During our education and training, whether in private medical colleges or government hospitals, we lack a long-term follow-up with the patient. Our doctors’ encounter with the patient is limited to a few minutes in the outdoors and a few miserable days inpatient. Once patients leave the office or the ward, their only departing prayer to God is not ever to bring them back again. On the other hand, doctors are not excited about follow-ups either. The disinterest is mutual. Logically, since doctors never accompany their patients in their journey of disease progression or recovery and have never chartered the disease territory along with their patients, they are like a pilot who has learned to start the engine of a plane and has even taxied the vehicle, but never took off and never landed.

It is due to this inadequate training and lack of interest in learning that the spectrum of insulin resistance and the complexities of metabolic syndrome remain incomprehensible to our doctors. They have never seen a patient whose diabetes was detected during an annual health check. They have never learned to see the complications of diabetes emerge, and, even worse, they have never been taught that metabolic illnesses like blood pressure and diabetes can be reversed, wholly reversed. Just like academic pedants, they fight over the intricacies and definitions of metabolic variants, ignoring the fact that, after all, it all comes down to an unhealthy lifestyle; that high blood pressure and diabetes, kidney and gall stones, fatty liver and high cholesterol, infertility and PCOS, obesity and joint pains, and even high uric acid and cancer all belong to the same tribe.
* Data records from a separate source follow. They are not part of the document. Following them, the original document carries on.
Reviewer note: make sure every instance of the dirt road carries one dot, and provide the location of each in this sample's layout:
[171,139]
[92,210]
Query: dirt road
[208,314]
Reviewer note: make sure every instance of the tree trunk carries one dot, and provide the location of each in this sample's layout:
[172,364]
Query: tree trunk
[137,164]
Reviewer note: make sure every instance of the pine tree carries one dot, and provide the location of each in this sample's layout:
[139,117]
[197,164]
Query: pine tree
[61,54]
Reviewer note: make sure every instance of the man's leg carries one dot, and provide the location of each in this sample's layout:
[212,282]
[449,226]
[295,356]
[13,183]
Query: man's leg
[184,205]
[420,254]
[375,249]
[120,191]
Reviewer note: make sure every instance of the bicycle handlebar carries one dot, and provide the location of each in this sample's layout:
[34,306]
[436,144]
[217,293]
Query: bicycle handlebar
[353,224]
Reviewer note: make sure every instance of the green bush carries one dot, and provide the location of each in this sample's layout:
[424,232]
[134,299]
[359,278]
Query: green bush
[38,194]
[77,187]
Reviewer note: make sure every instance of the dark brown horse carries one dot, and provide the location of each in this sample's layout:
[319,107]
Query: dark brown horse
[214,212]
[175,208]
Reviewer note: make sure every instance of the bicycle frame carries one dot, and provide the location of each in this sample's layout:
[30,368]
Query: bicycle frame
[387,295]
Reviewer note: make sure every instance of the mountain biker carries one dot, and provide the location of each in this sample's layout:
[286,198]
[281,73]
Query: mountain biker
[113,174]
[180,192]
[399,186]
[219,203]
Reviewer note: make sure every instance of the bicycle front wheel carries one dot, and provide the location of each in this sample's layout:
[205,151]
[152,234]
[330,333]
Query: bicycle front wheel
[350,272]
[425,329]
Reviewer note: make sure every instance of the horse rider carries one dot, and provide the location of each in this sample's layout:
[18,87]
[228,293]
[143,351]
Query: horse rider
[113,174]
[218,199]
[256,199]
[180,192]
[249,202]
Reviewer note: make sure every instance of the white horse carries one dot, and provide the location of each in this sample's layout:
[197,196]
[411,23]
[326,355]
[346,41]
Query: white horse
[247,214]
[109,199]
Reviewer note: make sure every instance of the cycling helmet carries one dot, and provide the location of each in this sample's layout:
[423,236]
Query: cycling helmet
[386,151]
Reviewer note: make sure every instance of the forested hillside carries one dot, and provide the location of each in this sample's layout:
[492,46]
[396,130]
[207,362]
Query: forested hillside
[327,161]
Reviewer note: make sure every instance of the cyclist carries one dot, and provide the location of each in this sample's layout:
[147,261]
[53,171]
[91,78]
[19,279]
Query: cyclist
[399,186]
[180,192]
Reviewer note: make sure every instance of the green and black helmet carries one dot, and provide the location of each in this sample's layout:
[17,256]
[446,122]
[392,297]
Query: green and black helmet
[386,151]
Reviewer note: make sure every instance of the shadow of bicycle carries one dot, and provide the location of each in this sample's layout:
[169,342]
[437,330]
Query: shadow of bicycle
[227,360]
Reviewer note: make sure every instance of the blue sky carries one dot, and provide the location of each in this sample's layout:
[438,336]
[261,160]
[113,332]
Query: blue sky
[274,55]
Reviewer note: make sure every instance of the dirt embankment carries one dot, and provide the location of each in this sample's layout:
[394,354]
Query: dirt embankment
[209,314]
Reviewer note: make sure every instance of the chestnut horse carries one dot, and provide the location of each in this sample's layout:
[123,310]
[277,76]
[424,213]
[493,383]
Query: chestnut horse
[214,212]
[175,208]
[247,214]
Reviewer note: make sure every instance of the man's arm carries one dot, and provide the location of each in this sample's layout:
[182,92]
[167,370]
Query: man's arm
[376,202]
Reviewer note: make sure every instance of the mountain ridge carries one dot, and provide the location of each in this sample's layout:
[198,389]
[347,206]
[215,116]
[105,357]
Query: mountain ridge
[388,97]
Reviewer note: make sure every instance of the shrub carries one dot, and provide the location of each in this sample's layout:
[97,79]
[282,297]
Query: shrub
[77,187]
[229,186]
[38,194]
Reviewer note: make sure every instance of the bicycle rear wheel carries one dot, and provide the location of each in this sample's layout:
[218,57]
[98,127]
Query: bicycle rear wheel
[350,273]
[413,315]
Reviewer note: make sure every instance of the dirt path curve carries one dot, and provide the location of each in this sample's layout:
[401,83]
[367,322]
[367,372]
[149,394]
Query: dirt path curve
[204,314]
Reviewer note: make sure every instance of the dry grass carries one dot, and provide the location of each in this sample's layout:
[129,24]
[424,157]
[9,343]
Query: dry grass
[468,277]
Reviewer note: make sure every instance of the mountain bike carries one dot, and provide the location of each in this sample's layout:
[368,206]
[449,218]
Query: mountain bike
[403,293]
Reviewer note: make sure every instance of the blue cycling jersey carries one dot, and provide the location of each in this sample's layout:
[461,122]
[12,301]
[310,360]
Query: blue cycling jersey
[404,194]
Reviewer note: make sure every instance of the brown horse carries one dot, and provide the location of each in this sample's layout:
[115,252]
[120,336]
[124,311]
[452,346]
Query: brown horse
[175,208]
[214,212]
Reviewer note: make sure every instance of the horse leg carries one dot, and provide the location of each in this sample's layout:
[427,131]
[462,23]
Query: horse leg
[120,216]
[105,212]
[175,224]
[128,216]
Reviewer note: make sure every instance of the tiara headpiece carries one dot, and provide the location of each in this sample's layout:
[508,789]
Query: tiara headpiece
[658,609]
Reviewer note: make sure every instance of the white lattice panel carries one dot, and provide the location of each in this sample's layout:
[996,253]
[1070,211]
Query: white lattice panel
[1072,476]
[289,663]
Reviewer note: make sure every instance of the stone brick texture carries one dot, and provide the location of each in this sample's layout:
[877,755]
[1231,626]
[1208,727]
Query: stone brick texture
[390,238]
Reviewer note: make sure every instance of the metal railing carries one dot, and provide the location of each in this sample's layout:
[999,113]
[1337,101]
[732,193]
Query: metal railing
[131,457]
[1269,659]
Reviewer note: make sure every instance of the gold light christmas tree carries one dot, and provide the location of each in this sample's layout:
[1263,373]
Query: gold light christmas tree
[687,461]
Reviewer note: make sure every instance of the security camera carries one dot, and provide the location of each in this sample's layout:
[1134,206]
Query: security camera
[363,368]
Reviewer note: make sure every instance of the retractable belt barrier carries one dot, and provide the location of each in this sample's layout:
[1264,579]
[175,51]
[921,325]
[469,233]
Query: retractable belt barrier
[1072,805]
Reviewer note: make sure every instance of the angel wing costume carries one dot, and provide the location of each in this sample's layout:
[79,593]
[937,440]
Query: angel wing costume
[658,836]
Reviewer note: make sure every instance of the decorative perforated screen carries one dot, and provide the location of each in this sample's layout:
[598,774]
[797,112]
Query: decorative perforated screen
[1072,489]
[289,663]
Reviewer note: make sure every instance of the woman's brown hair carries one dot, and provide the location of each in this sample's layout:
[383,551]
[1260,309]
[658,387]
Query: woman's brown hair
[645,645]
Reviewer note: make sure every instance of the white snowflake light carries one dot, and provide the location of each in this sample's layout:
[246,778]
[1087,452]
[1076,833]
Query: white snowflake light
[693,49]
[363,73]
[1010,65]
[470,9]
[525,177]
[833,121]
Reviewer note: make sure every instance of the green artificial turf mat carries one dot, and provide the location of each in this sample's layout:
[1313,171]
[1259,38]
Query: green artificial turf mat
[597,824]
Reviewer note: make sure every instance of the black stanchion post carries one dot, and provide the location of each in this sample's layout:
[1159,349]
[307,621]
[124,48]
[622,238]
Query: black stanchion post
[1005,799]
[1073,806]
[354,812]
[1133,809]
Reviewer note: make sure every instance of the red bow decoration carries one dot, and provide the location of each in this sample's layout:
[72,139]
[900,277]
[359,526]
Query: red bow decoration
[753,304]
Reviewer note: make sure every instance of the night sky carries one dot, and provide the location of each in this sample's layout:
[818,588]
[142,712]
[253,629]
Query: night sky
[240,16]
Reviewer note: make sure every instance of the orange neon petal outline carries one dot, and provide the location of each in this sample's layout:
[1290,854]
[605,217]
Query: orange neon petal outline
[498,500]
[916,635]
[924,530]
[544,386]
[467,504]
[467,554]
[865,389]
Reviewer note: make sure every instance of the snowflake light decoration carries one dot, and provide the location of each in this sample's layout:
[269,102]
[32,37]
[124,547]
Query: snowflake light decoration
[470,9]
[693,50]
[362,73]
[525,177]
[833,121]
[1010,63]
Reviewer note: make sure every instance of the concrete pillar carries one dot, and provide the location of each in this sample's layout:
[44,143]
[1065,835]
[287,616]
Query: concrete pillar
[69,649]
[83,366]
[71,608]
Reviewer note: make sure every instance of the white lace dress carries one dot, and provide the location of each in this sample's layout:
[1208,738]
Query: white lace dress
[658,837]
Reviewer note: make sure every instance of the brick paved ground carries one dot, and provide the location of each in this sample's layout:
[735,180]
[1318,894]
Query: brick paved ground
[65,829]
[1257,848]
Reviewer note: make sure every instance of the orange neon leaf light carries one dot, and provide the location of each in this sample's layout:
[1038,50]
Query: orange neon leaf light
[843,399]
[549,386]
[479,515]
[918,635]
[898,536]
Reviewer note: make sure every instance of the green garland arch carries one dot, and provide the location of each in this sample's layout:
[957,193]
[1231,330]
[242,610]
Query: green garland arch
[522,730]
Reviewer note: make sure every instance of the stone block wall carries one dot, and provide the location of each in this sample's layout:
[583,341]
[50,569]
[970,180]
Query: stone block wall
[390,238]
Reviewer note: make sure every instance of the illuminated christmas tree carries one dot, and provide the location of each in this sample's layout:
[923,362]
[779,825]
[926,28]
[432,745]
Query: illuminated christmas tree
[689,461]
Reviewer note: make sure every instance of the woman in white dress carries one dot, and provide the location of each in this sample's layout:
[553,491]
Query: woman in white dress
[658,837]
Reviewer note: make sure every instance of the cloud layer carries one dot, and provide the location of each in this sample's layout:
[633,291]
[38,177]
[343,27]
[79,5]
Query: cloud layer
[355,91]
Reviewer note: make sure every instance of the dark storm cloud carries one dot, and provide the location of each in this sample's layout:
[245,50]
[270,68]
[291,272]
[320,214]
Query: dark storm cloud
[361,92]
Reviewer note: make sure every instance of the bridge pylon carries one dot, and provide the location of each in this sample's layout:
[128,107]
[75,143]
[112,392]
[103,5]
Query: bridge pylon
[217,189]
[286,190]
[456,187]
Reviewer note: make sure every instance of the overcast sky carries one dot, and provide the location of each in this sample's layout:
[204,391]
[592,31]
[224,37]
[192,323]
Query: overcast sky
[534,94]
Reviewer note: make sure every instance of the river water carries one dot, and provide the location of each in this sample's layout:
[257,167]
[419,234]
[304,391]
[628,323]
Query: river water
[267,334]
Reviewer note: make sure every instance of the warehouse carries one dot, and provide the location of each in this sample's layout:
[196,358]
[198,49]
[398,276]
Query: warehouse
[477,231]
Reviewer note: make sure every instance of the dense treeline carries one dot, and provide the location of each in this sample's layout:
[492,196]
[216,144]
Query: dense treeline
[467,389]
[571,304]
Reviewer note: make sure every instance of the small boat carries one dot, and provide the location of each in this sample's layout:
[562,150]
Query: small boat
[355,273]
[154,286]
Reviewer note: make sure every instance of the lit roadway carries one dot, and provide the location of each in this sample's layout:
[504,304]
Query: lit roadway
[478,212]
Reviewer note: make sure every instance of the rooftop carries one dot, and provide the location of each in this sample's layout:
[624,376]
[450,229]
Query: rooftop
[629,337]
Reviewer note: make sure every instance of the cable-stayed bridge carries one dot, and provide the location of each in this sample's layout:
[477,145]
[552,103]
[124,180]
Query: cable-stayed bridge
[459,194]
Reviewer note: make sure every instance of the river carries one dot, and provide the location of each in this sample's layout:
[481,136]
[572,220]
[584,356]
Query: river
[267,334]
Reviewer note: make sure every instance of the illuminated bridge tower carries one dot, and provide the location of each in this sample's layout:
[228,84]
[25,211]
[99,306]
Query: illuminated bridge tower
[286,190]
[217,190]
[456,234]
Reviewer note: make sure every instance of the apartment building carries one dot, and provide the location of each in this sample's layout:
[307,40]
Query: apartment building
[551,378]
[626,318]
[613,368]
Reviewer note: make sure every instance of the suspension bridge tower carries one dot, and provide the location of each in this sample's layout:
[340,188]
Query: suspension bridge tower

In short, our doctors and healthcare are utterly unprepared for the upcoming metabolic disaster.

To-Do List

Looking at the rate at which our youth is developing diabetes and kidney disease, I have conjured up my own estimates: we will have more than 120 million extremely sick patients, many of whom might carry more than one chronic disease and possibly complications of many of them, all at the same time. If we kept the same attitude toward our health and healthcare, no one can help us. Here are a few basic things that can put the genie back in the bottle, only if we started now.

We must educate our masses about the importance of a healthy lifestyle. We must tell them it is no longer a choice; it is a matter of life and death.

We must also emphasize the importance of regular health checkups. These health visits, done once or twice a year, can prove a strong shield against metabolic syndrome and insulin resistance.

Lastly, we must train our doctors for this evolving crisis. If my conjecture comes true, we are going to need fleets of subspecialists to manage these patients with various forms of metabolic syndrome and their complications.